You are viewing a plain text version of this content. The canonical link for it is here.
Posted to solr-user@lucene.apache.org by Michael Harkins <mp...@case.edu> on 2016/04/10 18:28:15 UTC

Limiting regex queries

Hey all,

I am using lucene and solr version 4.2, and was wondering what would
be the best way to not allow regex queries with very large numbers.
Something like blah{1234567} or blah{1234, 123445678}

Re: Limiting regex queries

Posted by Erick Erickson <er...@gmail.com>.
There's some ability to time-limit queries so they
stop after a specified time. That does not do any
cost analysis ahead of time though.

Periodically there's some interest in a way to
short-circuit "expensive" queries through some
kind of query plan, but nothing committed yet.

Yeah, basically the underlying query has to enumerate
all the terms between the two values and create
a huge OR clause (it's more efficient than that, but
that's the conceptual task). Don't know of a good
automatic way to do that.

Best,
Erick

On Sun, Apr 10, 2016 at 2:38 PM, Michael Harkins <mp...@case.edu> wrote:
> Well the originally architecture is out of my hands , but when someone
> sends in a query like that, if the range is a large number , my system
> basically shuts down and the cpu spikes with a large increase in
> memory usage. The queries are for strings. The query itself was an
> accident but I want to be able to prevent an accident from bringing
> down the index.
>
>
>> On Apr 10, 2016, at 12:34 PM, Erick Erickson <er...@gmail.com> wrote:
>>
>> OK, why is this a problem? This smells like an XY problem,
>> you want to take some specific action, but it's not at all
>> clear what the problem is. There might be other ways
>> of doing this.
>>
>> If you're allowing regexes on numeric fields, using real
>> number fields (trie) and using range queries is a much
>> better way to go.
>>
>> Best,
>> Erick
>>
>>> On Sun, Apr 10, 2016 at 9:28 AM, Michael Harkins <mp...@case.edu> wrote:
>>> Hey all,
>>>
>>> I am using lucene and solr version 4.2, and was wondering what would
>>> be the best way to not allow regex queries with very large numbers.
>>> Something like blah{1234567} or blah{1234, 123445678}

Re: Limiting regex queries

Posted by Vincenzo D'Amore <v....@gmail.com>.
Hi Michael,

I suggest to wrap the query parser you're using now with a custom one.
That's should help to handle the case where the query has a range with a
large number.

I did something like that with Edismax.

https://github.com/freedev/solr-synonyms-query-parser-plugin

Take a look at the createParser parser method.

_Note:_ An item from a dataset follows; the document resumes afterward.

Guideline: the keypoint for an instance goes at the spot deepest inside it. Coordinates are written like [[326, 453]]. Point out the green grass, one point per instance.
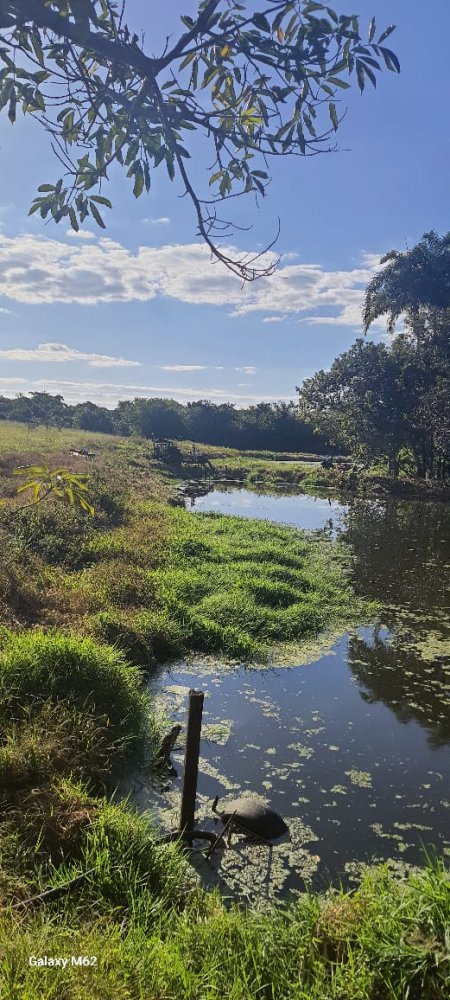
[[386, 941], [234, 585], [149, 581], [156, 580], [37, 666]]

When createParser is execute you can choose if you want rewrite the query
parameters or use a custom list.

Hope this helps,
Vincenzo


On Sun, Apr 10, 2016 at 11:38 PM, Michael Harkins <mp...@case.edu> wrote:

> Well the originally architecture is out of my hands , but when someone
> sends in a query like that, if the range is a large number , my system
> basically shuts down and the cpu spikes with a large increase in
> memory usage. The queries are for strings. The query itself was an
> accident but I want to be able to prevent an accident from bringing
> down the index.
>
>
> > On Apr 10, 2016, at 12:34 PM, Erick Erickson <er...@gmail.com>
> wrote:
> >
> > OK, why is this a problem? This smells like an XY problem,
> > you want to take some specific action, but it's not at all
> > clear what the problem is. There might be other ways
> > of doing this.
> >
> > If you're allowing regexes on numeric fields, using real
> > number fields (trie) and using range queries is a much
> > better way to go.
> >
> > Best,
> > Erick
> >
> >> On Sun, Apr 10, 2016 at 9:28 AM, Michael Harkins <mp...@case.edu>
> wrote:
> >> Hey all,
> >>
> >> I am using lucene and solr version 4.2, and was wondering what would
> >> be the best way to not allow regex queries with very large numbers.
> >> Something like blah{1234567} or blah{1234, 123445678}
>



-- 
Vincenzo D'Amore
email: v.damore@gmail.com
skype: free.dev
mobile: +39 349 8513251

Re: Limiting regex queries

Posted by Michael Harkins <mp...@case.edu>.
Well the originally architecture is out of my hands , but when someone
sends in a query like that, if the range is a large number , my system
basically shuts down and the cpu spikes with a large increase in
memory usage. The queries are for strings. The query itself was an
accident but I want to be able to prevent an accident from bringing
down the index.


> On Apr 10, 2016, at 12:34 PM, Erick Erickson <er...@gmail.com> wrote:
>
> OK, why is this a problem? This smells like an XY problem,
> you want to take some specific action, but it's not at all
> clear what the problem is. There might be other ways
> of doing this.
>
> If you're allowing regexes on numeric fields, using real
> number fields (trie) and using range queries is a much
> better way to go.
>
> Best,
> Erick
>
>> On Sun, Apr 10, 2016 at 9:28 AM, Michael Harkins <mp...@case.edu> wrote:
>> Hey all,
>>
>> I am using lucene and solr version 4.2, and was wondering what would
>> be the best way to not allow regex queries with very large numbers.
>> Something like blah{1234567} or blah{1234, 123445678}

Re: Limiting regex queries

Posted by Erick Erickson <er...@gmail.com>.
OK, why is this a problem? This smells like an XY problem,
you want to take some specific action, but it's not at all
clear what the problem is. There might be other ways
of doing this.

If you're allowing regexes on numeric fields, using real
number fields (trie) and using range queries is a much
better way to go.

Best,
Erick

On Sun, Apr 10, 2016 at 9:28 AM, Michael Harkins <mp...@case.edu> wrote:
> Hey all,
>
> I am using lucene and solr version 4.2, and was wondering what would
> be the best way to not allow regex queries with very large numbers.
> Something like blah{1234567} or blah{1234, 123445678}